Last updated: September 25, 2008 - 10:44am
Every city in the country -- even New York City -- has a host of unused TV channels. Opening up that fertile field of spectrum to the seeds of innovation is a worthy-sounding goal that everyone can agree to in principle, but when it comes down to making the rules that govern access, and to certifying the devices that can operate, the debate hops on the express train to Nastytown. How did a campaign to allow unlicensed access to TV "white spaces" turn into a "campaign of fear," a "political proceeding," and a series of "ridiculous assertions"? Because of what's at stake.
Google cofounder Larry Page blasted as unfair recent interference tests of prototype devices that would deliver wireless broadband on unused television spectrum.

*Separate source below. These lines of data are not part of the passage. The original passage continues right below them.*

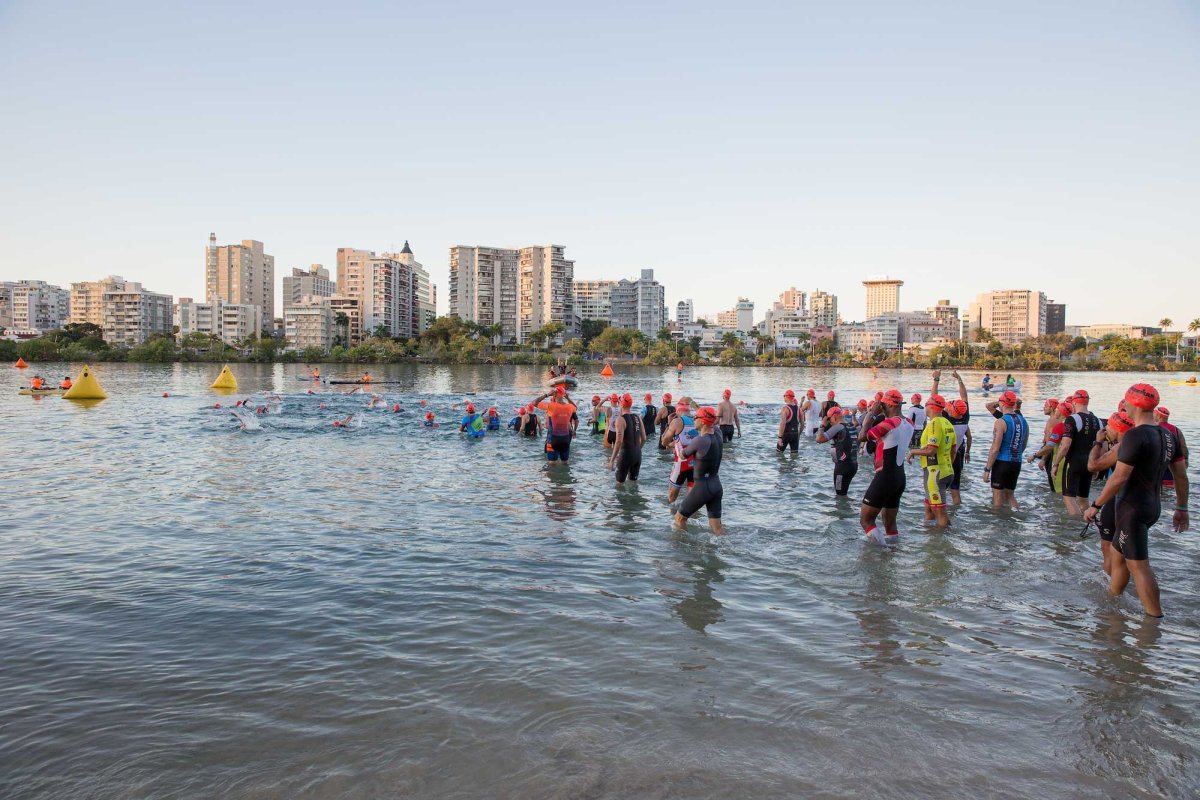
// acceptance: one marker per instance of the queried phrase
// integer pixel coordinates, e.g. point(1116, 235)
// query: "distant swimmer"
point(727, 417)
point(1071, 457)
point(891, 438)
point(789, 434)
point(473, 423)
point(1102, 459)
point(705, 453)
point(841, 433)
point(561, 420)
point(1009, 437)
point(1137, 482)
point(627, 450)
point(937, 445)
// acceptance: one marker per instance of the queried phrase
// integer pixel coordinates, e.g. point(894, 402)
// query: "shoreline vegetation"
point(453, 341)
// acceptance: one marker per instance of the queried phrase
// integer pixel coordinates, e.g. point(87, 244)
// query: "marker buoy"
point(225, 380)
point(85, 386)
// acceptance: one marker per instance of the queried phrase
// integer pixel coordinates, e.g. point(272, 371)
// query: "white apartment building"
point(132, 314)
point(485, 287)
point(1012, 316)
point(882, 296)
point(313, 282)
point(593, 299)
point(241, 274)
point(310, 323)
point(88, 299)
point(232, 323)
point(823, 308)
point(685, 312)
point(37, 306)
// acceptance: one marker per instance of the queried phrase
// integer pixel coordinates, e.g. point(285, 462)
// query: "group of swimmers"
point(1137, 449)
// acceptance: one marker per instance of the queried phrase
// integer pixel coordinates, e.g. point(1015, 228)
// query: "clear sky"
point(735, 148)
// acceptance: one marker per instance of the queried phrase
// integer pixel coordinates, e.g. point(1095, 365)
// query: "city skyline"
point(951, 146)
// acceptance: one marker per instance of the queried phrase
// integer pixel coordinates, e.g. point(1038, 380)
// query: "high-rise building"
point(384, 287)
point(310, 323)
point(823, 308)
point(545, 296)
point(88, 299)
point(1012, 316)
point(352, 308)
point(241, 274)
point(947, 314)
point(882, 296)
point(39, 306)
point(593, 299)
point(639, 304)
point(792, 300)
point(1056, 318)
point(312, 282)
point(485, 286)
point(232, 323)
point(685, 312)
point(132, 314)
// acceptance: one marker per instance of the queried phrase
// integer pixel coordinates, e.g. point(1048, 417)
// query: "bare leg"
point(1120, 573)
point(1147, 587)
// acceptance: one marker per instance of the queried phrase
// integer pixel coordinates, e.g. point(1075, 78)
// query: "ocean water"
point(189, 609)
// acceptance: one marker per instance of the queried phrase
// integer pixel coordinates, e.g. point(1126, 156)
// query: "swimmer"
point(840, 432)
point(1103, 458)
point(1137, 485)
point(727, 417)
point(705, 452)
point(1009, 437)
point(891, 437)
point(630, 438)
point(789, 423)
point(561, 416)
point(1071, 457)
point(937, 446)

The tests, conducted by the Federal Communications Commission, measured interference with the wrong signals, Page said Wednesday. The tests attempted to measure interference with wireless microphones during a professional football game in Maryland, but those microphones were operating on spectrum also occupied by much stronger TV signals, said Page, speaking at a rally to promote the use of so-called white spaces spectrum. The protocol devices would be designed to operate in the white spaces, spectrum designated for television stations but unused. It would be "impossible" for the white spaces prototype to detect the weak signal that a wireless microphone puts out when a much more powerful TV station is using the same spectrum, Page said. "There's no way to do that," he said. "You're going to detect the television station, not the wireless microphone. What I'm telling you is, the test was rigged."
Reps. Jim Cooper (D-TN) and Carolyn Maloney (D-NY) were quick to respond Wednesday to a Capitol Hill event backed by Google promoting the use of the so-called white spaces between digital-TV channels for unlicensed wireless devices. They say they remain unconvinced by Federal Communications Commission testing of the devices. The fact that the two reps are from New York and Tennessee is no coincidence. Representatives of Broadway and the Grand Ole Opry have both expressed concerns about unlicensed white-spaces devices -- a point the pair acknowledged in their release.